The final frontier
With India having launched two missions to the moon, a whole new space race has taken off. The US has renewed its interest in the moon while China, Japan, some European nations and even Israel,have despatched unmanned moon probes in the past few years. Private companies such as SpaceX and Blue Origin are eyeing ambitious interplanetary missions. The bottomline is clear: space is going to be a hot career destination in years to come.
Strictly speaking, there are two main avenues into the field of space — science and engineering. A space scientist looks into the universe using space-bound instruments or giant telescopes located on Earth, while a space engineer designs those instruments as well as the spacecraft that carries them. There is, however, an overlap between the two areas because the scientist must know the limits of current technology while the engineer should have a strong scientific background to be able to create an instrument that will help in the study of space.
Aspirants who choose space science apply to research laboratories, universities and similar agencies for employment, and may begin their career as astronomers or astrophysicists. A rookie space engineer, on the other hand, joins industrial companies, consultancies or government space agencies such as the Indian Space Research Organisation (Isro), headquartered in Bangalore, or the National Aeronautics and Space Administration (Nasa), headquartered in Washington DC, US.
However, the thin line between the two fields often gets blurred — industry sometimes looks for people with an academic background while universities too need experienced engineers.
So what are the academic qualifications required to pursue space science? In most cases, one needs at least a bachelor’s degree in physics, maths or engineering, although there are opportunities for apprentices and technicians too. Spacecraft design and its associated constructions, for example, need engineers of almost all hues — electrical, electronic, propulsion, structural, mechanical, civil and thermal as well as those versed in basic physics and maths.
Although a degree course may skew the academic knowledge of an aspirant in a specific direction, it may not necessarily deter one from a given career path.

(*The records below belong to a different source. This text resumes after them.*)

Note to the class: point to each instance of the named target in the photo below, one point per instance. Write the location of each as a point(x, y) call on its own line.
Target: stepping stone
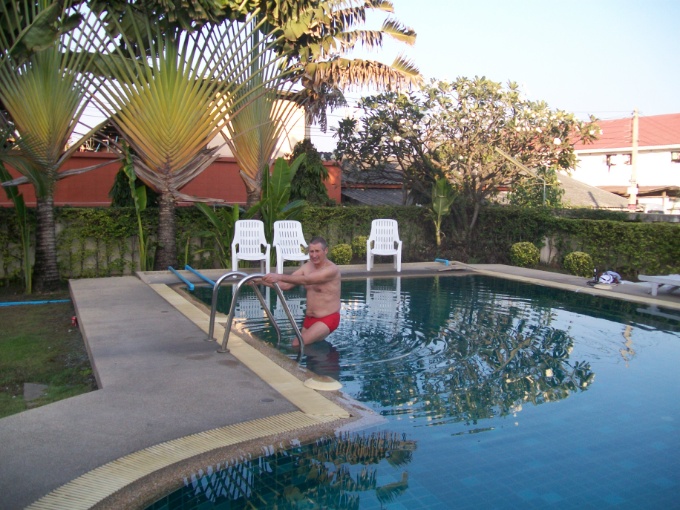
point(33, 391)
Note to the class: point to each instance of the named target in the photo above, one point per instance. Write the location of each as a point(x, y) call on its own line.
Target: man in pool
point(321, 279)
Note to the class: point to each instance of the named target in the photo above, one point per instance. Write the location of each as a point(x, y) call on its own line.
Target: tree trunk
point(253, 189)
point(46, 270)
point(166, 251)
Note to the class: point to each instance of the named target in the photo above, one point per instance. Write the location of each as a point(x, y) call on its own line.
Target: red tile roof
point(652, 130)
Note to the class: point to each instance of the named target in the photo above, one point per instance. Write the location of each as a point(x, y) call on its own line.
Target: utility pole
point(632, 190)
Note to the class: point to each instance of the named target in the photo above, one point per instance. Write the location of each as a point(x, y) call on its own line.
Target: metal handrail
point(247, 279)
point(213, 307)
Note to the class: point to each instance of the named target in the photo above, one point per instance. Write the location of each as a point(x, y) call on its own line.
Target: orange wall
point(220, 180)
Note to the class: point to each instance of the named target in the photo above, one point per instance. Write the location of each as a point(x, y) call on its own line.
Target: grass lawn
point(39, 345)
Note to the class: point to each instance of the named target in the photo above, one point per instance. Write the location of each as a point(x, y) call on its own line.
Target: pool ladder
point(246, 278)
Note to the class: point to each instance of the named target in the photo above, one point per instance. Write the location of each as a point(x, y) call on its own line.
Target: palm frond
point(347, 74)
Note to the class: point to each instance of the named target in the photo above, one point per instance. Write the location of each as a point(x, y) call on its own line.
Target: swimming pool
point(494, 394)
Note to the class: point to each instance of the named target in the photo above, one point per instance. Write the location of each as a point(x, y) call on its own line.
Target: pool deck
point(167, 396)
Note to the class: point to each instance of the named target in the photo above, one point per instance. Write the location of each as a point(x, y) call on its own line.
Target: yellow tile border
point(95, 486)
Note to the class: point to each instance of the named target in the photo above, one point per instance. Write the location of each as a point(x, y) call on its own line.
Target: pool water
point(493, 394)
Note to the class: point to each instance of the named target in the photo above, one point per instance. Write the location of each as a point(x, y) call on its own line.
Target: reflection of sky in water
point(516, 395)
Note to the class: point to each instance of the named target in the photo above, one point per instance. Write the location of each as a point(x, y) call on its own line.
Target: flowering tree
point(477, 133)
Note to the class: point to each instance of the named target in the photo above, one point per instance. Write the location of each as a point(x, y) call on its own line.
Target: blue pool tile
point(551, 497)
point(664, 482)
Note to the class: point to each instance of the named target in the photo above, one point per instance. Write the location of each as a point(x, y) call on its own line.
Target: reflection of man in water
point(321, 279)
point(323, 359)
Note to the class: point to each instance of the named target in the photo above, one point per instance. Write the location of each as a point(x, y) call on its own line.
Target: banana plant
point(24, 227)
point(443, 196)
point(139, 198)
point(222, 220)
point(275, 205)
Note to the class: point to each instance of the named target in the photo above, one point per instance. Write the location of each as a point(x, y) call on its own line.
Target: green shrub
point(341, 254)
point(359, 246)
point(579, 263)
point(524, 254)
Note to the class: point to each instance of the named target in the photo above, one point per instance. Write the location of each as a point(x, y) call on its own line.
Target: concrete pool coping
point(155, 410)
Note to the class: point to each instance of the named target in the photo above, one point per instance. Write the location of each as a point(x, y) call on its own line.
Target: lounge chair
point(248, 242)
point(384, 240)
point(673, 280)
point(289, 242)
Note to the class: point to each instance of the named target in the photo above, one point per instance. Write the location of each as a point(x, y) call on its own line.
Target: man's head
point(318, 249)
point(319, 240)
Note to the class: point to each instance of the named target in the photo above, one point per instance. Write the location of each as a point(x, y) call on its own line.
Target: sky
point(589, 57)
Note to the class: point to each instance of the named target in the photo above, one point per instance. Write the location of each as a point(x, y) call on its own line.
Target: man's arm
point(284, 283)
point(302, 277)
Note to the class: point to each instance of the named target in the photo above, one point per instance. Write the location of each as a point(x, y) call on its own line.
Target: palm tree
point(43, 95)
point(318, 54)
point(314, 38)
point(168, 106)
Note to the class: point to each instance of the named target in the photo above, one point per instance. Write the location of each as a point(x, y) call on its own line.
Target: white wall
point(292, 134)
point(654, 168)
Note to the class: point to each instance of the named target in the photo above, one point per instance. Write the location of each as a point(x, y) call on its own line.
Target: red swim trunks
point(332, 321)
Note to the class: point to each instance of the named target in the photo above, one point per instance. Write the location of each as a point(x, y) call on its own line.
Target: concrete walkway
point(163, 384)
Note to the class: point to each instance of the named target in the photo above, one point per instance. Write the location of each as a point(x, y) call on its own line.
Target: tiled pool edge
point(96, 486)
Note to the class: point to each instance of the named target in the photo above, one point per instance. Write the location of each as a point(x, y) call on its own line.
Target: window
point(619, 159)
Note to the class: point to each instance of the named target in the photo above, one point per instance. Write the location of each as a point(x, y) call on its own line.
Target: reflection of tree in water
point(491, 353)
point(320, 475)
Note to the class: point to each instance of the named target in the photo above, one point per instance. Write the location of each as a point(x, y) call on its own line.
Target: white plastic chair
point(289, 241)
point(384, 240)
point(248, 242)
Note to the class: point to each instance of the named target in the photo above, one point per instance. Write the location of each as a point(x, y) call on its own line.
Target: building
point(653, 184)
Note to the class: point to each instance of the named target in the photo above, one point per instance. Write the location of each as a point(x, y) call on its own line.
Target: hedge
point(96, 242)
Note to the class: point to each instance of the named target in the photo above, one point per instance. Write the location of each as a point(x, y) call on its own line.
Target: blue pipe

It is often more important to have the flexibility to learn new things and a positive attitude.
An astrophysicist places tools in space to examine aspects of nature that cannot be otherwise observed. Loaded on spacecraft, these instruments study the stars, galaxies, universe and beyond, measuring infrared light, X-rays and gamma rays that cannot be detected from within Earth’s atmosphere. Naturally, such research includes studies in climatology, atmospheric science, meteorology, geophysics, ecology, oceanography and so on. A truly global view of things.
In the technology domain, the satellite services sector is one of the biggest growth areas for space jobs. Direct broadcast satellites, digital audio radio and Internet services via satellite are among the fastest growing sectors in the space industry. Information technology (IT) is used extensively in the space sector for analysing Earth observation data, developing software to go onboard satellites and controlling them from the ground.
Despite the huge demand for work power in the space industry across the globe, there is an acute shortage of skilled youngsters. In fact, the steadily climbing number of space ventures has increased the workload of scientists in organisations such as Isro so much that the institute has been forced to outsource work to institutes across India. And this is further opening up research and work opportunities for budding space scientists.
What, then, are you waiting for? This is the time to reach for the skies.